How do I transpose an ellipse function to stretch the ellipse into curved space?

Suppose your parabola is given by $$y=a x^2+b x + c$$ Its derivative is $y'=2 a x + b$. A vector perpendicular to your parabola at the point $(x,y)$ is thus $$(-2 a x - b,1)$$ Let us normalize this vector $$\vec{n}=\frac{(-2 a x - b,1)}{\sqrt{(2 a x + b)^2+1}}$$ The curves at distance $d$ from your parabola (green in your figure) are thus $$(x,a x^2+b x + c)+d\vec{n}$$ The above formula transforms cartesian-like coordinates $(x,d)$ into the transformed space $$T(x,d)=(x,a x^2+b x + c)+d\vec{n}$$ All we need to do is feed the ellipse expression to this transformation $$T(r_1\cos(\theta)+r_1,r_2\sin(\theta)+r_2)$$ this gives a curve with the desired characteristics.

Example: Transformed ellipse also showing transformed minor and major axis

This curve touches the straight lines at their midpoints. It also touces the top and bottom curve once, but not at their exact midpoint. If you want a curve that touches the bottom curves at its precise midpoint, you need to parametrize your parabola by its arc length, which is not possible in terms of elementary functions.


As others have noted, this is really just a deformation or change-of-coordinates problem. Our ellipse is defined in a rectangular cartesian coordinate system, and we want to map it to another system where coordinates are distance along the parabola and normal distance away from the parabola.

These kinds of deformations are common in high-end CAD systems. However, as @Wouter pointed out, the equation of the deformed ellipse is the composition of the original ellipse equation and the change-of-variables transformation, so it's an ugly thing that no CAD system can represent exactly (as far as I know). So, the CAD system will typically give you a spline approximation of the true deformed shape. This is perfectly OK, of course, as long as the approximation is more accurate than your manufacturing tolerances.

The picture below shows the result I got in my favorite CAD system.I didn't use the same numbers as you, but that doesn't matter. The point is to see what can be achieved with standard built-in functions in typical CAD systems.

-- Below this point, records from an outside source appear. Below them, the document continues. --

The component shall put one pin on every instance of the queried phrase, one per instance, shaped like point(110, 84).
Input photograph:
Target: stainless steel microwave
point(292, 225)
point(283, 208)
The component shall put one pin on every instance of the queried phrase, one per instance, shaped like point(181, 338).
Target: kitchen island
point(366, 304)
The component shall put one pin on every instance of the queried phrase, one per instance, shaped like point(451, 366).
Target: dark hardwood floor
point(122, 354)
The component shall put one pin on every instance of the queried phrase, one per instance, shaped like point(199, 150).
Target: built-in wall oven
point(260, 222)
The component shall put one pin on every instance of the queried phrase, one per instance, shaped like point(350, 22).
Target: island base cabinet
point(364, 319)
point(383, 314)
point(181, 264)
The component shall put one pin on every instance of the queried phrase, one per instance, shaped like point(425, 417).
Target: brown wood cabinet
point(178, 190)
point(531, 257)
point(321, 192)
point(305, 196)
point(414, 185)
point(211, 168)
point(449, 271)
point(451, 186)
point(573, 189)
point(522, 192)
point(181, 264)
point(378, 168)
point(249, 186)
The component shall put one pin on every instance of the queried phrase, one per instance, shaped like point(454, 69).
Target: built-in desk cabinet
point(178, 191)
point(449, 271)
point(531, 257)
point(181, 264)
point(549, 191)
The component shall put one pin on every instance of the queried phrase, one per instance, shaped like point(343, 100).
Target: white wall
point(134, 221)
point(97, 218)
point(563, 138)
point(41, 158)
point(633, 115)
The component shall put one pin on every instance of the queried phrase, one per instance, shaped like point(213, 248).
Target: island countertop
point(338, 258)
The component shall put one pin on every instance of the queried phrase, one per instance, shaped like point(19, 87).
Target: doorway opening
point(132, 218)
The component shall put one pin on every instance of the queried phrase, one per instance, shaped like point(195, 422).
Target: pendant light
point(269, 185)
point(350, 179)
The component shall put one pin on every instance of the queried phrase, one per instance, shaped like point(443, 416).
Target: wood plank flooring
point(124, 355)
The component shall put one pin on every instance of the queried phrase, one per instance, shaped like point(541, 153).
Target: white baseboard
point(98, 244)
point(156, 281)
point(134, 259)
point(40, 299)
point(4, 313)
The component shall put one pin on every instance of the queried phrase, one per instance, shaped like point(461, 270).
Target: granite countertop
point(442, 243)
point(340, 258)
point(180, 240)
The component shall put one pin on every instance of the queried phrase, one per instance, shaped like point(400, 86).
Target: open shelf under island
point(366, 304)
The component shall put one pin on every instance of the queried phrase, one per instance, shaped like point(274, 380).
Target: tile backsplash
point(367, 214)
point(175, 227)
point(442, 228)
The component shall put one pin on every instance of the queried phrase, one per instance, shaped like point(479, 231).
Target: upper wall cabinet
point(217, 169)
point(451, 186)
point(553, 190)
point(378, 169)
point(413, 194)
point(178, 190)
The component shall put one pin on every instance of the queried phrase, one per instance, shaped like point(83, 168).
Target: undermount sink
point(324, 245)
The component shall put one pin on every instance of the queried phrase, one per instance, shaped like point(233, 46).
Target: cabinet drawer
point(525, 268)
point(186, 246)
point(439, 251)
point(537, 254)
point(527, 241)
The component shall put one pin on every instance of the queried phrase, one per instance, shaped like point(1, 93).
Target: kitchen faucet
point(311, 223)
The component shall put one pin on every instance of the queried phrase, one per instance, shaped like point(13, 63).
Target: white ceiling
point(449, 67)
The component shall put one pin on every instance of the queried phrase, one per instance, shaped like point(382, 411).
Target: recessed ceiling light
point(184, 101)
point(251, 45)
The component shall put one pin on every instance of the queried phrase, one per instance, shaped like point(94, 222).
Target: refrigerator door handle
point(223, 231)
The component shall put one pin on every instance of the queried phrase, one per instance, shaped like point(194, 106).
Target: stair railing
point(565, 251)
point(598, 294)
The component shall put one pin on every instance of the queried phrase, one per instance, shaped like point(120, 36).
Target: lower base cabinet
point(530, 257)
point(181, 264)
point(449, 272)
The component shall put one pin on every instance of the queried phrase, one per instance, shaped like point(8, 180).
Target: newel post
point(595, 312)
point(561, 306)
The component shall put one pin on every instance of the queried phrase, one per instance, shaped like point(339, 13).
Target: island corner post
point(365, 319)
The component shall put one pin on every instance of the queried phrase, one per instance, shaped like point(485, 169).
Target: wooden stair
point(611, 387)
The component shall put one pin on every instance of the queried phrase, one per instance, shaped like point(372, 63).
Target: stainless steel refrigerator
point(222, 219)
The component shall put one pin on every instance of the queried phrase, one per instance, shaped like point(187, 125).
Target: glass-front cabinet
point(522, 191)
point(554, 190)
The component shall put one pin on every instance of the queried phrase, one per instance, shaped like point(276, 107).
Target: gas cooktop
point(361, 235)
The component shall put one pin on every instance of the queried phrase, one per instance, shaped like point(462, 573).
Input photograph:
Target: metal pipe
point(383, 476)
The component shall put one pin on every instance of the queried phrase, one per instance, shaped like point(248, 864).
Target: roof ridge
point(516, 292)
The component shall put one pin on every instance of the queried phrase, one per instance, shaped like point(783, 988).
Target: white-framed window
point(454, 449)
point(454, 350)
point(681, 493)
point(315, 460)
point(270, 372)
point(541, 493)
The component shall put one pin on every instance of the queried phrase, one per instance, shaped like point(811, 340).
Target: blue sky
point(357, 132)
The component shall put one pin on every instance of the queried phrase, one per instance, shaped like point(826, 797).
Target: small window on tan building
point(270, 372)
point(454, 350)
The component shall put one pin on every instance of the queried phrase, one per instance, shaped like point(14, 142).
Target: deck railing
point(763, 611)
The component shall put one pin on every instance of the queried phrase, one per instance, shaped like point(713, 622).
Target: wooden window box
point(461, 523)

enter image description here

More info in these answers.


The map $$s\mapsto\left\{\eqalign{x_0(s)&:={\rm arsinh}\, s \cr y_0(s)&:=1-\sqrt{1+s^2}\cr}\right.\qquad(-\infty<s<\infty)$$ maps the $s$-axis isometrically onto the catenary $$\gamma:\qquad y=1-\cosh x=-{1\over2}x^2-{1\over24}x^4+?x^6\ ,$$ which is in the intended range a very good approximation to the parabola $y=-{1\over2}x^2$. One computes $$\dot x_0(s)={1\over\sqrt{1+s^2}},\qquad\dot y_0(s)=-{s\over\sqrt{1+s^2}}\ ,$$ confirming that $\dot x_0^2(s)+\dot y_0^2(s)\equiv1$. It follows that the map $$(s,t)\mapsto\left\{\eqalign{x(s,t)&:={\rm arsinh}\, s+{t s\over\sqrt{1+s^2}} \cr y(s,t)&:=1-\sqrt{1+s^2}+{t\over\sqrt{1+s^2}}\cr}\right.\qquad(-\infty<s<\infty, \ -h<t<h)\tag{1}$$ maps the horizontal strip $|t|<h$, $h>0$ sufficiently small, of the $(s,t)$-plane bijectively onto a curved strip along the catenary $\gamma$ in such a way that (i) the soul $t=0$ is mapped isometrically onto $\gamma,$ and (ii) vertical segments $t\mapsto (s_0,t)$ $(-h<t<h)$ are mapped isometrically onto vertical segments orthogonal to $\gamma$ at $\bigl(x_0(s_0),y_0(s_0)\bigr)\in\gamma$. In this way horizontal lines $s\mapsto(s, t_0)$ $(-\infty<s<\infty)$ are mapped onto parallel curves of $\gamma$ at distance $|t_0|$ from $\gamma$.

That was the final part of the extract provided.